Twilight shared a confused look with Rainbow. Act?

The last of the light in Blaze’s face vanished with his smile. “No. No, now’s not the time! This was your idea in the first place, and we both agreed to write her after they got back.”

Dart walked to the bedroom, tossing her head back to say over her shoulder, “Either you tell them, or I show them.”

Rainbow frowned. “Dad, what is she talking about?”

Blaze stammered for a moment, looking back and forth between his daughter and retreating wife. He settled on Rainbow after Dart dipped out of sight. “We... we needed a change. After you left. I wanted things to change. That’s all.”

Twilight covered her mouth. He was shaking. Even Rainbow looked taken aback, but Blaze was shaking right in front of their eyes.

Tears welled in his eyes, and he made no move to wipe them away. “Nothing changed. I just wanted a fresh start for us, but nothing changed.”

Rainbow’s face softened. “Dad... I told you guys everything. That I kissed Fluttershy. That I wrecked the house trying to do a rainboom when I was fifteen. That I was dropping out of flight school to go to Ponyville. Talk to me. What’s going on?”

Dart walked back in, head held high and a wing curled at her side. For a brief moment, Twilight imagined that she looked on her husband with pity, but Dart’s impassive face gave her very few clues. She tossed a small stack of papers onto the table with a flick of her wing. “Your father and I are separating.”

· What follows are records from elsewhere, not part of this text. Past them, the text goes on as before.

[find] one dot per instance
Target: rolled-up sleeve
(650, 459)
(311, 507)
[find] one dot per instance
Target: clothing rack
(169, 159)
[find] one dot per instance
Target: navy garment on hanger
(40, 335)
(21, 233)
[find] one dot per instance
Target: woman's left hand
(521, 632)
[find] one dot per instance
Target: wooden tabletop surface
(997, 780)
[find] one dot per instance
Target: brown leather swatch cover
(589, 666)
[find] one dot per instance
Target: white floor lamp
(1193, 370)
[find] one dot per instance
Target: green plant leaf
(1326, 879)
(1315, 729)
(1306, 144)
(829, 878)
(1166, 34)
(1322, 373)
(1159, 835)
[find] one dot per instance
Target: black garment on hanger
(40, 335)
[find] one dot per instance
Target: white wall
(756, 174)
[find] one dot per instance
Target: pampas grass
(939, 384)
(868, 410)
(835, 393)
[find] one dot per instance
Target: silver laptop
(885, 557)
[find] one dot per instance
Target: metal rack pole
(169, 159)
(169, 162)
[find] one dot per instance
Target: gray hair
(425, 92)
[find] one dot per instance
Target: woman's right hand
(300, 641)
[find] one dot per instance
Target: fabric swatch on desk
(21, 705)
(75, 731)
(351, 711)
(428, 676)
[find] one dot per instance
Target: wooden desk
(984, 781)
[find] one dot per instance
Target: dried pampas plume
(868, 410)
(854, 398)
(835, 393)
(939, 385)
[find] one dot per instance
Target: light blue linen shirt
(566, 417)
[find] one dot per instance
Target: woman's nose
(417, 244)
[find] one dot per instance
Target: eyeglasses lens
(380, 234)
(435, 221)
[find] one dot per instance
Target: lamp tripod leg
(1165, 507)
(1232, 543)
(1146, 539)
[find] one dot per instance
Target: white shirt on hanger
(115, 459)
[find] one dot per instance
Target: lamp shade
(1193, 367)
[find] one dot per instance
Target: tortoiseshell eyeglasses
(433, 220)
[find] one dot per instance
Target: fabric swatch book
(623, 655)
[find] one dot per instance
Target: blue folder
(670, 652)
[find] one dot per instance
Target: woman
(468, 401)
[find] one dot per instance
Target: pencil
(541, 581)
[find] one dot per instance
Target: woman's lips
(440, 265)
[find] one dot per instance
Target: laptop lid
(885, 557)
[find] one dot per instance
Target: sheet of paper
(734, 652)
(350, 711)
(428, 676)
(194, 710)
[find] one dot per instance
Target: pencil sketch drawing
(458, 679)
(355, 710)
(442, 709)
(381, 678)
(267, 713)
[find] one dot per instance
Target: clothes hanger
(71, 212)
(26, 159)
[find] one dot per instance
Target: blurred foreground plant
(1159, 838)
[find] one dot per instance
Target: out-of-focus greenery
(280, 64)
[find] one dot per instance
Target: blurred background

Twilight felt the room chill, her own body feeling a few degrees colder, but she didn’t shiver. She couldn’t if she wanted to. It was as if a block of ice sprouted from the floor to ensnare her, and it would never let her go.

No...

She misheard. Dart had said something else, and her own paranoia surrounding their relationship played a trick on her mind. There was no way... her hosts couldn’t be separating. They had a daughter. They had memories of their life hanging a few feet away from her. They had a daughter. Twilight had seen their wedding photo, seen the cloth tied around their necks. Three knots. Impossible to come undone.

Unless there was a deliberate attempt to untie them.

They had a daughter. Her lover.

Twilight peered through her sheet of invisible ice to see Rainbow trapped in her own. Rainbow stared straight ahead at her mother, not even seeming to notice or care about the papers that had been put before her. Twilight wondered if her heart was even beating, Rainbow was so still.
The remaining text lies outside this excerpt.